Brower I, 93 F. Supp.2d at 1089. The Ninth Circuit subsequently affirmed, finding that the Secretary was required to affirmatively find that the fishery either was or was not having a significant adverse impact, and could not rely on "insufficient evidence" to default to a finding of no significant adverse impact. Brower II, 257 F.3d at 1066-67. Such an approach, it reasoned, would discourage proactive fact-finding and research:
For example, the Secretary could deliberately drag his feet in commencing studies or while conducting studies and then conclude there was insufficient evidence to warrant finding a significant adverse impact on the ETP dolphin stocks. Similarly, the Secretary could limit the studies' breadth and then discover that there was insufficient evidence to warrant finding a significant adverse impact on the ETP dolphin stocks.
Id. at 1067. The Ninth Circuit further found that the Secretary had failed without justification to obtain and consider preliminary data from any of the mandated stress research projects, and that all of the available evidence indicated that dolphins were adversely impacted by the fishery. Id. at 1068-71. Accordingly, the Secretary had acted contrary to law and abused his discretion in making the initial finding. Id. at 1071.

  E. The Final Finding

  In preparation for the final finding, the Department of Commerce's National Oceanic and Atmospheric Administration ("NOAA") Fisheries, also referred to as the National Marine Fisheries Services ("NMFS"), expanded its dolphin research program through its Southwest Fisheries Science Center in La Jolla, California. AR 861 at 5519-20. The program, which was developed in consultation with the MMC and the IATTC, underwent extensive peer review through the Center of Independent Experts, and resulted in "a substantial body of information" including:
dolphin abundance data, fishery mortality estimates, a review of scientific literature on stress in marine mammals, results from a necropsy study of dolphins killed in the fishery, a review of historical demographic and biological data related to dolphins involved in the fishery, results from an experiment involving the repeated chasing and capturing of dolphins, and information regarding variability in the biological and physical features of the ETP ecosystem over time.
AR 861 at 5518, 5520. This effort culminated in NOAA's peer reviewed, September 17, 2002 "Report of the Scientific Research Program under the International Dolphin Conservation Program Act" (hereafter "Final Science Report" or "FSR"). AR 861.

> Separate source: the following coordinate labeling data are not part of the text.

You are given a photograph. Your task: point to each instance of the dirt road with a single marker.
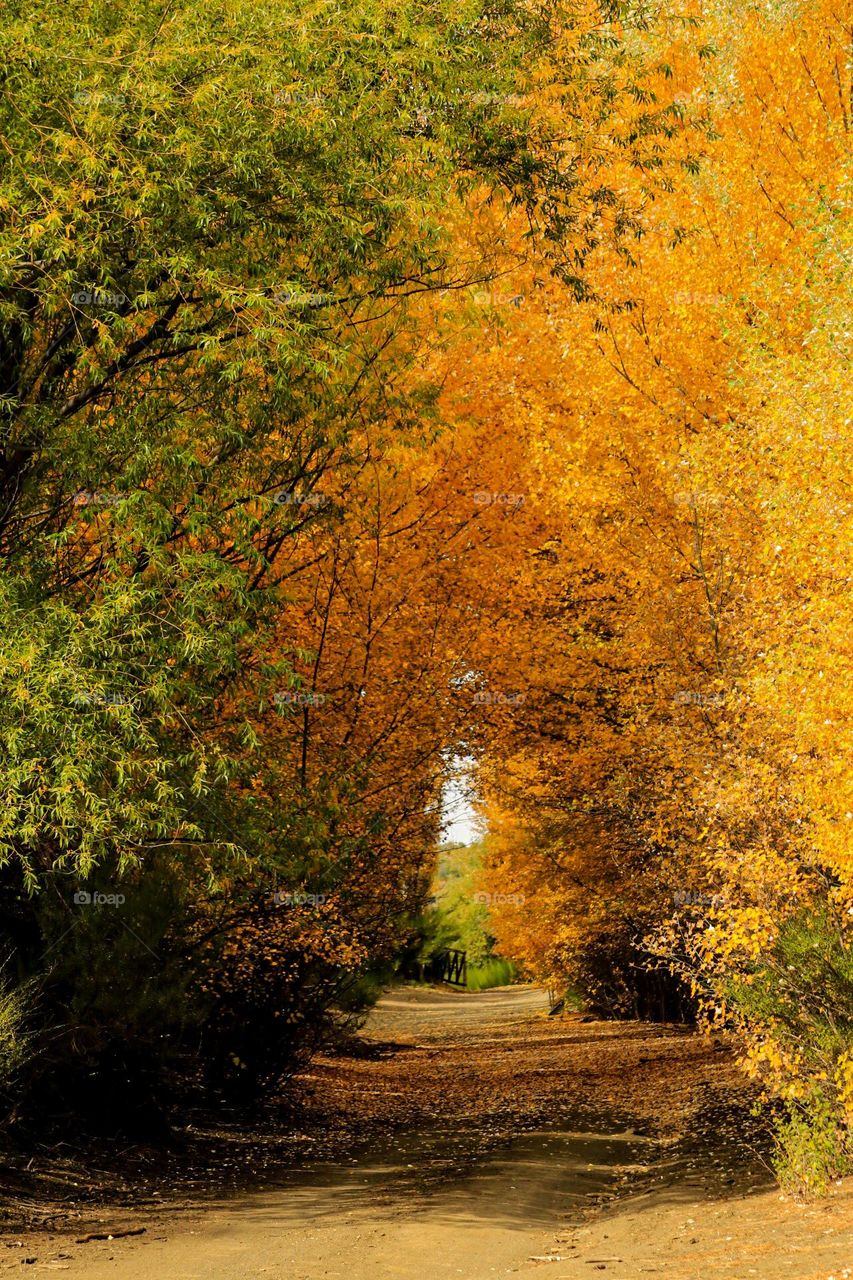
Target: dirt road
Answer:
(500, 1143)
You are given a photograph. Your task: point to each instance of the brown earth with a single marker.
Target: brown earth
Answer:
(460, 1136)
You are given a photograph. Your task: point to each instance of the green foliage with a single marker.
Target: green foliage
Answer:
(492, 973)
(812, 1147)
(16, 1042)
(802, 988)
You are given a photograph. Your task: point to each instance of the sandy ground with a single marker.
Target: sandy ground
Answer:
(502, 1143)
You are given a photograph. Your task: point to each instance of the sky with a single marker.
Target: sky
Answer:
(460, 823)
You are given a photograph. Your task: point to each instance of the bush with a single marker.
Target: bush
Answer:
(492, 973)
(796, 1006)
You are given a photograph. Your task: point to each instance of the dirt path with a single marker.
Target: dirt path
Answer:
(498, 1142)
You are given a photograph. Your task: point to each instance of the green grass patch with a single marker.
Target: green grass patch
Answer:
(491, 973)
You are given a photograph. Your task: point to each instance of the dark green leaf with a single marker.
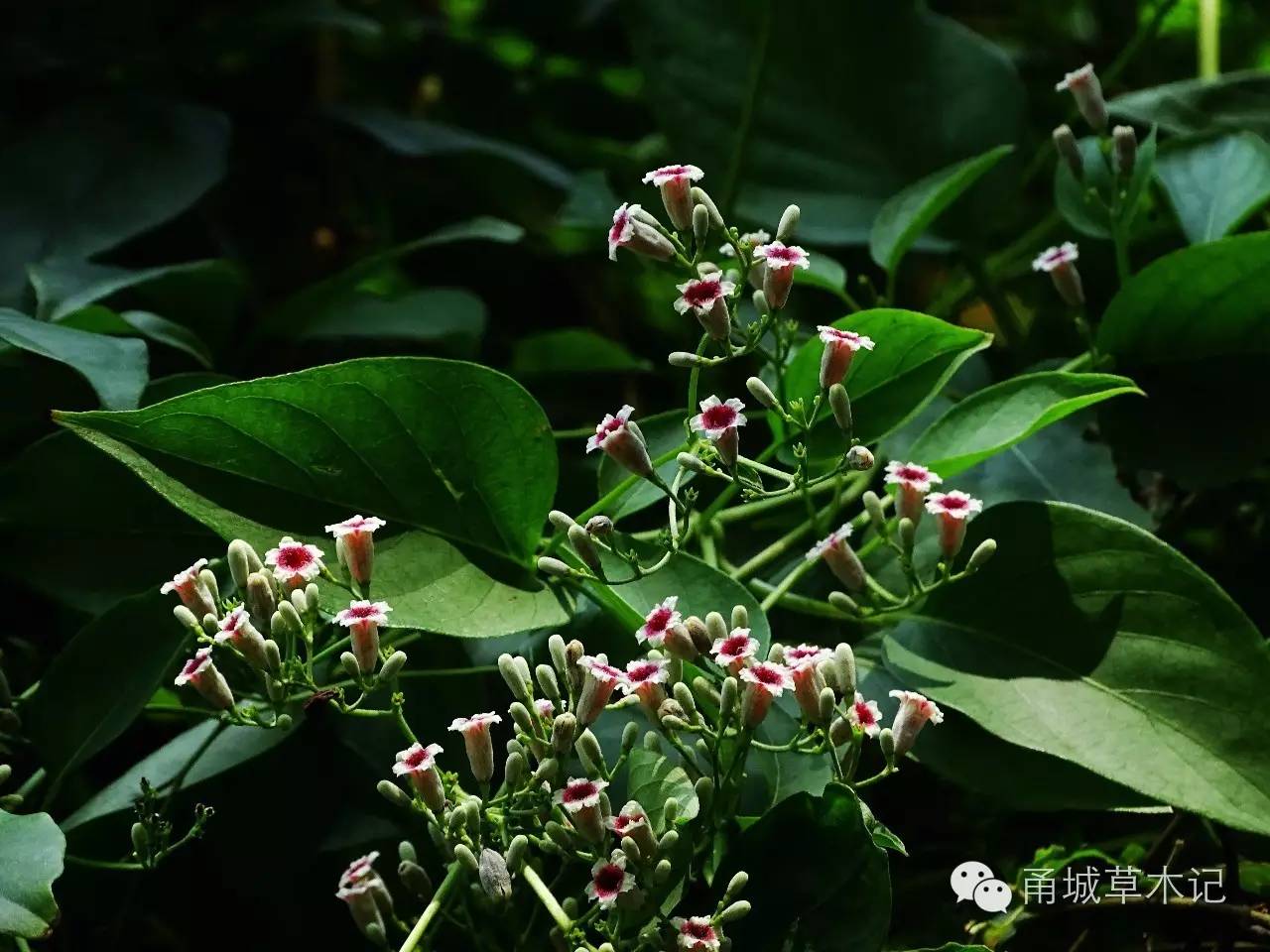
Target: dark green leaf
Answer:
(801, 98)
(417, 440)
(32, 848)
(1189, 329)
(116, 368)
(102, 679)
(1230, 103)
(915, 208)
(998, 416)
(1215, 185)
(1084, 613)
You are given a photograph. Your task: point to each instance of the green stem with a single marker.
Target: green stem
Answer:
(439, 900)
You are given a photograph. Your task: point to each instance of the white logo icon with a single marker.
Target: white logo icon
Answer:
(974, 881)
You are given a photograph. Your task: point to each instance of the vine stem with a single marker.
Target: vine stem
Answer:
(434, 907)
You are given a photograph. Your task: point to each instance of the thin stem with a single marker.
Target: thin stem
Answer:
(425, 920)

  In September 2002, NOAA also convened two expert panels: the Ecosystem Expert Panel (which examined whether changes to the ecosystem could be affecting dolphin populations in the ETP), and the Indirect Effects Panel (which examined whether stress or other indirect effects of the fishery could be affecting dolphin populations in the ETP). Panelists were nominated by the public, with the help of scientific and professional societies and were selected by a committee which included representatives from NOAA, the IATTC, the MMC, and an independent scientific body. AR 939 at 6034; AR 856. The five panelists on each panel were asked to provide individual comments based on peer-reviewed scientific information in the field and their own expertise. Id. In addition to the Final Science Report and the expert panelist opinions, the MMC and the IATTC also provided comments to the Secretary, as did members of the public.*fn3

  To further assist the Secretary in making the final finding, he adopted, after public comment, a formal decision-making framework referred to as the "Organized Decision Process" ("ODP"). 67 Fed. Reg. 54633 (Aug. 23, 2002); AR 817. The ODP directed the Secretary to consider and address four separate questions in making his final finding: (1) Ecosystem Question, (2) Direct Mortality Question, (3) Indirect Effects Question, and (4) Growth Rate Question. AR 817 at 5322-23. On December 31, 2002, the Secretary addressed these four questions and made his final finding, through his designee, Dr. William T. Hogarth, NOAA Assistant Administrator for Fisheries, that "the intentional deployment on or encirclement of dolphins with purse seine nets is not having a significant adverse effect on any depleted dolphin stock in the ETP." AR 939 at 6032. As a result of this final finding, the Secretary re-defined the term dolphin safe pursuant to the IDCPA. Whereas, previously, tuna caught using purse seine nets could not be labeled dolphin safe, now such tuna would be labeled dolphin safe so long as no dolphins were reported to have been "killed or seriously injured in the set in which the tuna was harvested." Id.; 16 U.S.C. § 1385(h)(1).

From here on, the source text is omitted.